I’ll be damned. Looks smaller than I remembered it.
A modest domicile by most measures, the significance of this house assumed mountainous heights in his psyche. It had once been more than just a home for a young and wayward Rusty Diamond. It had been his school, his refuge, the inner sanctum where he’d spent untold hours in study of the skills that would later bring him fame.
Looking at the stooped old man trying to find the right key on a rusted brass chain, Rusty saw him unobscured by the ravages of age and the gap in communication that yawned between them. He’d never known a man like Prosper Lavalle. More than a mentor or even a father, during the formative years of Rusty’s life he’d been something close to a living god. And his daughter, Marceline, once seemed no less than the embodiment of love itself.
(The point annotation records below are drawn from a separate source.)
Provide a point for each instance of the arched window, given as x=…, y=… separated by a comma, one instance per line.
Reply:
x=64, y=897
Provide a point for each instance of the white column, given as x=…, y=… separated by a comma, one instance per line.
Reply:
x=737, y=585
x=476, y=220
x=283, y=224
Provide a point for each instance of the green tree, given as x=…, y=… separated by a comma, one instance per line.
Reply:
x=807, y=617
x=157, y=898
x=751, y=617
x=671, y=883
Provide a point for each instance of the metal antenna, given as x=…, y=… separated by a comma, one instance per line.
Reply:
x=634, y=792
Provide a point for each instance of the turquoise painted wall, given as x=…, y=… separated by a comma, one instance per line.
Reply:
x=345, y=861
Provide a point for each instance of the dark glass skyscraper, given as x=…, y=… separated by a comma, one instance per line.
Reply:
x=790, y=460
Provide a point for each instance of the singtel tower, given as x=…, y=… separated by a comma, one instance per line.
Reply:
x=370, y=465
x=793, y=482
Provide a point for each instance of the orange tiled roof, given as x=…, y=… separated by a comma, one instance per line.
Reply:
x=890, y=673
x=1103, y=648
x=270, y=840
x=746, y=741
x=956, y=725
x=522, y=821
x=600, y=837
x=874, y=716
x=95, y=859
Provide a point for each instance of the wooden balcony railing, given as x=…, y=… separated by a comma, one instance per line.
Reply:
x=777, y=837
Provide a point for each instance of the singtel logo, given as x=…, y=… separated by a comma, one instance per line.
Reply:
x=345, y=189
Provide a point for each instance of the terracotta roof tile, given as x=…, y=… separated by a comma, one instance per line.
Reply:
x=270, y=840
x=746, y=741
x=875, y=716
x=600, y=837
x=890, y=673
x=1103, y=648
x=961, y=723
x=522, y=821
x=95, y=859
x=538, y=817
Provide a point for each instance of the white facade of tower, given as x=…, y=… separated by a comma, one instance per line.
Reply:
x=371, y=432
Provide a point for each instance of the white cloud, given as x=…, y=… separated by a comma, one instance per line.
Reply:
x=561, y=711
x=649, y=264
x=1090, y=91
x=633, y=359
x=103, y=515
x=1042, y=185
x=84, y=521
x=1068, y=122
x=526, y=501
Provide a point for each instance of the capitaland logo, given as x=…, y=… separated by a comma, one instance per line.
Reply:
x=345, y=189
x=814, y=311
“I’ll find her,” Rusty said.
“Ain’t your problem, son. Police already done what little they’re willing to. I’ll stay on them, at the end of thirty days maybe they’ll get serious and start asking for some DNA samples. Meantime I post flyers around town, call the hospitals and central morgue every night. Bracing myself for the worst. All the while, I’m waiting for her to show up on this stoop, out of the blue with some funny story about where she’s been.”
“Prosper, I’ll find her. I promise.”
Those words didn’t come easily, reminding Rusty of the last time they’d been together and the wafer-thin basis of trust connecting them.
Prosper shook his head in protest, but it was a meek effort.
“Don’t trouble yourself. You got some guilt you wanna pay off from what went down in Vegas, fine. I’ll hold the money for her, and if…”
The sentence died unfinished. Rusty knew Prosper had caught himself before saying, if I ever see her again.
He’d probably thought those words a hundred times in the past several days. It was Rusty’s unannounced appearance out of the past that brought them to his lips. Both men knew it.
“Why don’t you invite me in? Make me some of that jasmine tea I remember so well, and we can talk about it.”